C’est là certainement une possibilité mais, à ce stade, sans doute pas la plus immédiate ni même la plus probable. Car pourquoi Amazon voudrait-il devenir une banque ? L’orientation qu’a choisie Alibaba profite des opportunités qu’offre le contexte tout particulier du marché bancaire chinois. Elle n’est pas sans risques et l’on peut sérieusement douter de sa duplication possible dans les pays occidentaux – sans même parler des contraintes que feraient poser sur son développement les réglementations bancaires.
Amazon poursuit pour sa part un objectif assez clair, devenir la plateforme de commerce universelle à tous les sens du terme : une plateforme partout dominante et qui vend de tout. Son récent rachat de Whole Foods pour 13,7 milliards $ en témoigne une nouvelle fois. Or, sous cette perspective, que peut chercher à développer Amazon en fait de financement ? Les facilités de paiement que les vendeurs peuvent accorder à leurs clients à travers sa plateforme.

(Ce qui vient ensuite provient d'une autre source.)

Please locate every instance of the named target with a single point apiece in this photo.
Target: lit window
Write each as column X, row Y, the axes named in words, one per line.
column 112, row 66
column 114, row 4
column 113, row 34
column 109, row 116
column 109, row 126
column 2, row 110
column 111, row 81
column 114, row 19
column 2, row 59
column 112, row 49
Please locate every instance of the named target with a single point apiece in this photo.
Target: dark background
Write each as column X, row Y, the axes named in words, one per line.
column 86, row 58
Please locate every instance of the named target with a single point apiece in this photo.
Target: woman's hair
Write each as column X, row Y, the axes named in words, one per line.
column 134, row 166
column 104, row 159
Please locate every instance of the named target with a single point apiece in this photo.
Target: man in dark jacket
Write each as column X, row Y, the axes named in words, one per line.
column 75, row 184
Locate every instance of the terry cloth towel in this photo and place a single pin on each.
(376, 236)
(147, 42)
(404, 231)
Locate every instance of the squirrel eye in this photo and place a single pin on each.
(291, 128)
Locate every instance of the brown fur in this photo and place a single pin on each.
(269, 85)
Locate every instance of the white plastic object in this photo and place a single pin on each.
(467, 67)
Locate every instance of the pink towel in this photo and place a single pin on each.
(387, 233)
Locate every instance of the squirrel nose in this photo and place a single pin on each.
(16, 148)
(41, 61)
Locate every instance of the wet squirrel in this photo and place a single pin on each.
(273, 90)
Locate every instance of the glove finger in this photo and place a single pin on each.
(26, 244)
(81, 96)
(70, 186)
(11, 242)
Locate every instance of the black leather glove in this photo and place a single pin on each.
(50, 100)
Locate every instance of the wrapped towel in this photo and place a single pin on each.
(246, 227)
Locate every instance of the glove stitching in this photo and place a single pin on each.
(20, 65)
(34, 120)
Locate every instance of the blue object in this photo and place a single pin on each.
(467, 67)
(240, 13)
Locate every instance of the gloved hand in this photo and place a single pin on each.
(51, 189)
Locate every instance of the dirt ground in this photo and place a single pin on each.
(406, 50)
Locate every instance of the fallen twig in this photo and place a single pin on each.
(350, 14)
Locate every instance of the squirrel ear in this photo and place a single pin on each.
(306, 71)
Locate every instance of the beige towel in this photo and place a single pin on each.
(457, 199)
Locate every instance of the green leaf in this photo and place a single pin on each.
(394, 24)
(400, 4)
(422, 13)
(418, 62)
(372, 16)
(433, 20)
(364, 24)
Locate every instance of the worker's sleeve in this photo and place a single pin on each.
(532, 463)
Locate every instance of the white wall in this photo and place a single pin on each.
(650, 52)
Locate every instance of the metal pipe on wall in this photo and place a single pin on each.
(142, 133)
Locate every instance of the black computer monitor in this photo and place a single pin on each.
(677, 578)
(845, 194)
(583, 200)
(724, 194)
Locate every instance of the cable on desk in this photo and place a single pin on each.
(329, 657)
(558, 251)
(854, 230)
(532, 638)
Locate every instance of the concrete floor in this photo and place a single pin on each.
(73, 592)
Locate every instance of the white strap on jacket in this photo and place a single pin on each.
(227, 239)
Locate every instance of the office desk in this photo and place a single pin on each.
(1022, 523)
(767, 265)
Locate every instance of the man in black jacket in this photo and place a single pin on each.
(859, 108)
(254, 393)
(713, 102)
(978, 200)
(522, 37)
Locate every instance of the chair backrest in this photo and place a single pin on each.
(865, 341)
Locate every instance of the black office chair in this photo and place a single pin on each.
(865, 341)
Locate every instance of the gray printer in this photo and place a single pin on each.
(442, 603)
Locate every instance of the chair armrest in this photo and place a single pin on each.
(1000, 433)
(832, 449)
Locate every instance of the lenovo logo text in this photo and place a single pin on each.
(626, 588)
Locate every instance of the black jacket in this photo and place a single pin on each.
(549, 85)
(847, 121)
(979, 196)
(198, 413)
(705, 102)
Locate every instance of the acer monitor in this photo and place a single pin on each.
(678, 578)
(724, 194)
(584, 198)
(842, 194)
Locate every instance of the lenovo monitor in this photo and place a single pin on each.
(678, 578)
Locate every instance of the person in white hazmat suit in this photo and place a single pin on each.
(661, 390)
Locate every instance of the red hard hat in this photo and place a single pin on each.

En contrepartie, Amazon finance les commerçants. Plus besoin ainsi, pour ces derniers, de solliciter des crédits de trésorerie auprès de leur banque ni, pour les clients finals, de solliciter des crédits à la consommation. Entre eux, Amazon place sa trésorerie dans des conditions de rémunération très favorable, avec des risques limités puisqu’il maitrise les flux d’affaires que réalisent, à travers sa plateforme, ses emprunteurs. Il n’est plus besoin de banque, au sens il n’est plus besoin d’un crédit consenti à un emprunteur en fonction du profil de risque qu’il représente – ce que n’évite pas en revanche Alibaba, même s’il déploie une manière très innovante pour le faire, comme nous l’avons signalé.
Avec Amazon, tout se joue aux niveaux des ventes. Et s’il est besoin de liquidités, Amazon pourrait effectivement proposer des dépôts (voire une solution de prêts PtoP), auxquels il pourrait servir une rémunération attractive, compte tenu des taux appliqués aux commerçants emprunteurs.
On a tendance à considérer que, par rapport à Alibaba, Amazon demeure comme un cran en retrait alors qu’il innove plus fondamentalement en bâtissant l’analogue, pour la finance, de ce que l’on nomme un « circuit court » dans le commerce de détail. La distribution n’a plus besoin d’un autre intermédiaire qu’une simple place de marché. Les consommateurs sont directement en contact avec les producteurs – mais ceci, avec une plateforme comme Amazon, à une échelle planétaire !
Pourquoi Amazon se mettrait-il en peine dès lors de développer des activités proprement bancaires ? Tandis que son activité de financement montre comment des pans entiers d’activité pourraient demain, à travers de semblables circuits courts, échapper aux banques, la vocation de plateforme en ligne universelle d’Amazon devrait plutôt le conduire à inviter les banques à y proposer leurs offres. Déjà, il a su convaincre quelques-uns des plus grands établissements américains que les points qu’ils distribuent aux porteurs de leurs cartes ont moins d’intérêt si on ne peut les dépenser sur Amazon !
La stratégie d’Amazon n’est pas de se substituer à quiconque mais de devenir incontournable pour tout le monde. Et c’est sans doute ainsi qu’elle peut faire finalement le plus d’ombrage aux banques.